L’aspect majeur qui démarque le premier film de Kon des réalisations de De Palma tient dans le traitement même de la perversion. Si l’américain l’exerce via sa mise en scène directement sur ses héroïnes, le japonais tend un piège tout autre : la perversion est ici diffuse, produite par le dispositif médiatique, lui-même le bras armé de la société, depuis les consommateurs (les remarques incessantes des otakus) jusqu’aux séquences de la série télévisée Double Bind qui dédouble avec astuce sa position de victime de l’intrigue, comme de l’oppression systémique faite aux femmes dans la société japonaise de la fin des années 90.

Et déjà, comme un éclair prophétique, Perfect Blue préfigure le harcèlement virtuel via son scénario, qui intègre un stalker qui écrit à sa place un journal intime en ligne possédant des détails intimes bien trop perturbants. Cette paranoïa qui saisit Mima, véritable élément inédit à l’époque, est devenu à l’heure actuelle une norme malsaine. Ces éléments de modernité font du métrage à la fois un précurseur et un représentant encore très actuel de ces tendances, tout en ayant des qualités qui en font un excellent film.

Et lorsque le réalisateur vous plonge dans la confusion, c’est avec une expertise diabolique qui pousse la révélation sans s’appesantir sur le grotesque, lui préférant la figure symbolique plutôt que le choc de la réalité, ce qui permet de garder un impact bien plus persistant que la simple réalisation du coupable.

Et c’est là que Satoshi Kon pose l’un de ses piliers thématiques qu’il n’aura cessé d’exploiter et d’éprouver durant sa trop courte carrière : la fabrication sociétale des images, qu’elle soient voulues comme belles (les apparitions du groupe d’idoles Cham), comme objet de perversion (les photos dénudées de Mima) ou horribles (ses séquences dans la série Double Bind, d’autant plus difficiles à supporter que le scénario qui lui est écrit traite ses angoisses de manière sensationnaliste), ce qui fait tout le sel du dernier tiers de Perfect Blue, et qui sera démultiplié dans l’excellente série Paranoïa Agent et dans son chef-d’œuvre, Paprika.

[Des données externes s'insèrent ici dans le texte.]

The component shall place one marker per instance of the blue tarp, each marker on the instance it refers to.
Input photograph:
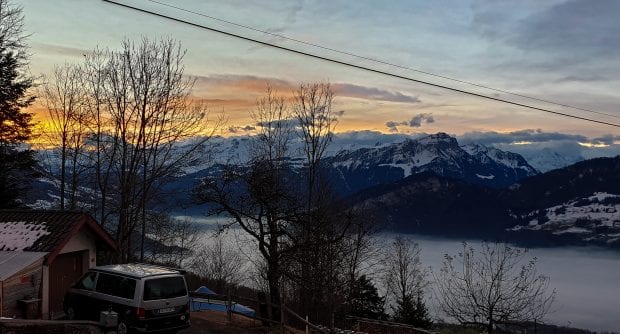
(205, 290)
(204, 304)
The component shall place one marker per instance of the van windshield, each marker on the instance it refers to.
(164, 288)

Car c’est bien le découpage et la mise en scène qui font de Perfect Blue un film supérieur, car jamais sa maîtrise ne cesse un instant et l’animation, confinée à une forme de naturalisme jusqu’à certaines fulgurances, est traitée comme telle : un outil utilisé à son maximum pour raconter l’histoire au mieux, jouant avec les points de vue, les perceptions, les modes de présentation de l’image qui font que lorsque l’on a une vraie culture cinéphile derrière soi, le visionnage est d’autant plus appréciable, et le revisionnage une vraie étude, tant rien n’est laissé au hasard. Ce n’est donc pas un hasard si le très côté Darren Aronofsky en avait acheté les droits en vue d’une adaptation qu’il n’a finalement jamais réalisé, bien que sa filmographie soit teintée d’inspirations similaires (d’autre seront moins cléments que moi sur le sujet).

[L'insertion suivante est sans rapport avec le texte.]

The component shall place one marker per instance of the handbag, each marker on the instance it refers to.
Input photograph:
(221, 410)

Un point de départ cinématographique que certains ont eu la chance de voir en salles en France en 1999 et que l’on peut désormais découvrir à nouveau en vidéo dans un format HD du plus bel effet, ainsi qu’une édition collector très complète, qui comporte un livre obligatoire pour tous les amoureux de découpage filmique, puisqu’y est inclus le storyboard de l’intégrale du film, étalé sur 192 pages. On y trouve, outre lel beau contenant et les supports du film, un artbook de 64 pages. Si seul le film vous intéresse, il est bien évidemment disponible en édition simple DVD ou HD, selon votre matériel.

Si vous ne connaissez pas encore la filmographie de Satoshi Kon, Perfect Blue est un parfait point d’entrée dans son oeuvre, que je ne peux que vous conseiller. Si vous l’avez déjà vu, le moment est parfait pour se replonger dans cette oeuvre fondatrice d’un maître du cinéma encore bien trop mésestimé à mon goût, avant d’aller plus loin et de visionner Millenium Actress, déjà critiqué par Coralie dans ces colonnes.